Ranking, DensRanking, NTILE Functions and Performance in SQL Server 2005

Ranking Functions and Performance in SQL Server 2005
By Alex Kozak
20 April 2006
Ranking functions, introduced in SQL Server 2005, are a great

enhancement to Transact-SQL. Many tasks, like creating arrays,
generating sequential numbers, finding ranks, and so on, which in pre-
2005 versions requires many lines of code, now can be implemented
much easier and faster.
Let's look at the syntax of ranking functions:
ROW_NUMBER () OVER ([<partition_by_clause>]

<order_by_clause>)
RANK () OVER ([<partition_by_clause>] <order_by_clause>)
DENSE_RANK () OVER ([<partition_by_clause>]
<order_by_clause>)
NTILE (integer_expression) OVER ([<partition_by_clause>]
<order_by_clause>)
All four functions have "partition by" and "order by" clauses and that
makes these functions very flexible and useful. However, there is one
nuance in syntax that deserves your attention: the "order by" clause is
not an option.
Why should you worry about the "order by" clause?
Well, as a DBA or database programmer you know that sorting is a

fairly expensive operation in terms of time and resources. And if you
were forced to use it always, even in a situation where you didn't need
it, you could expect degradation of performance, especially in large
databases.
Is it possible to avoid sorting in ranking functions? If possible, how

would it improve performance?
Let's try to answer these questions.

How to Avoid Sorting in Ranking Functions
Create a sample table (Listing 1):
-- Listing 1. Create a sample table.

CREATE TABLE RankingFunctions(orderID int NOT NULL);
INSERT INTO RankingFunctions VALUES(7);
Run the next query with the ROW_NUMBER() function:
SELECT ROW_NUMBER () OVER (ORDER BY orderID) AS rowNum,

orderID
FROM RankingFunctions;
If you check the execution plan for that query (see Figure 1), you will
find that the Sort operator is very expensive and costs 78 percent.
Run the same query, leaving the OVER() clause blank:
SELECT ROW_NUMBER () OVER () AS rowNum, orderID

You will get an error:
Msg 4112, Level 15, State 1, Line 1

The ranking function "row_number" must have an ORDER BY
clause.
Since the parser doesn't allow you to avoid the "order by" clause,
maybe you can force the query optimizer to stop using the Sort
operator.
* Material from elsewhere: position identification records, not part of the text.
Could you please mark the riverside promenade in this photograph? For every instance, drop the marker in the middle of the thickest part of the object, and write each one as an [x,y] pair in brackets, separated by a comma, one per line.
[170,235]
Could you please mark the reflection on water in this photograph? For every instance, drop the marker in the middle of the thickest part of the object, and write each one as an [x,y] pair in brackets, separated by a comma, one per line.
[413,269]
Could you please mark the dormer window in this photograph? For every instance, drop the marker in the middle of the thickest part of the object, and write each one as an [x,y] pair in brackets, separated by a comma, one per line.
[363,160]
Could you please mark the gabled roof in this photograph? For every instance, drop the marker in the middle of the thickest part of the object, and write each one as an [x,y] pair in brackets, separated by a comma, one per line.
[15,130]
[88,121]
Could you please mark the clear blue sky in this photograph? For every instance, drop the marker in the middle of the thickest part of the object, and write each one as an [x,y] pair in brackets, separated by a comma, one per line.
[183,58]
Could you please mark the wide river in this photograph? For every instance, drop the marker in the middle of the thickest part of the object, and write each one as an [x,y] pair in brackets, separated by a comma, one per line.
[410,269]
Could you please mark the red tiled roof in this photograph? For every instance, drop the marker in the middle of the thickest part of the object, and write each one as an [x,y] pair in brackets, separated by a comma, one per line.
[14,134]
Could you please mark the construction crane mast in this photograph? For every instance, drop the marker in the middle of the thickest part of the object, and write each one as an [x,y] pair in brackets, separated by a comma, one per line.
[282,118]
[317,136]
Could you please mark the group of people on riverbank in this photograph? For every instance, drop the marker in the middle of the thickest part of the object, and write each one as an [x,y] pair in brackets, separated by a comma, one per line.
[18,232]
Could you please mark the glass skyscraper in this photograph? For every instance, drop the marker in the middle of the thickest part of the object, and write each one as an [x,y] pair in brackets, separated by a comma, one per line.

For example, you could create a computed column that
consists of a simple integer, 1, and then use that virtual column in the
"order by" clause (Listing 2):
-- Listing 2. ORDER BY computed column.

-- Query 1: Using derived table.
SELECT ROW_NUMBER () OVER (ORDER BY const) AS rowNum,
orderID
FROM (SELECT orderID, 1 as const
FROM RankingFunctions) t1
GO
-- Query 2: Using common table expression (CTE).
WITH OriginalOrder AS
(SELECT orderID, 1 as const
FROM RankingFunctions)
SELECT ROW_NUMBER () OVER (ORDER BY const) AS rowNum,
orderID
FROM OriginalOrder;
If you check the execution plans now (see Figure 2), you will find that
query optimizer doesn't use the Sort operator anymore. Both queries
will generate the row numbers and return the orderID values in the
original order.
RowNum orderID
1 7
2 11
3 4
4 21
5 15
There is a small problem with the queries in Listing 2 — they need

time (resources) to create and populate the virtual column. As a
result, the performance gains that you achieve by avoiding the sort
operation may disappear when you populate the computed column. Is
there any other way to skip the sort operation?
Let's try to answer this question.
The "order by" clause allows the expressions. The expression can be
simple, constant, variable, column, and so on. Simple expressions can
be organized into complex ones.
What if you talk to query optimizer using the expression's language?

For example, try to use the subquery as an expression:
SELECT ROW_NUMBER () OVER (ORDER BY (SELECT orderID FROM

RankingFunctions)) AS rowNum, orderID
No, you can't bypass the parser. You will get an error:
Msg 512, Level 16, State 1, Line 1

Subquery returned more than 1 value. This is not permitted
when the subquery follows =, !=, <, <= , >, >= or when the
subquery is used as an expression.
O-o-o-p-s, here's the hint! The expression (or in our case, the
subquery) has to produce a single value.
This should work:
SELECT ROW_NUMBER () OVER (ORDER BY (SELECT MAX(OrderID)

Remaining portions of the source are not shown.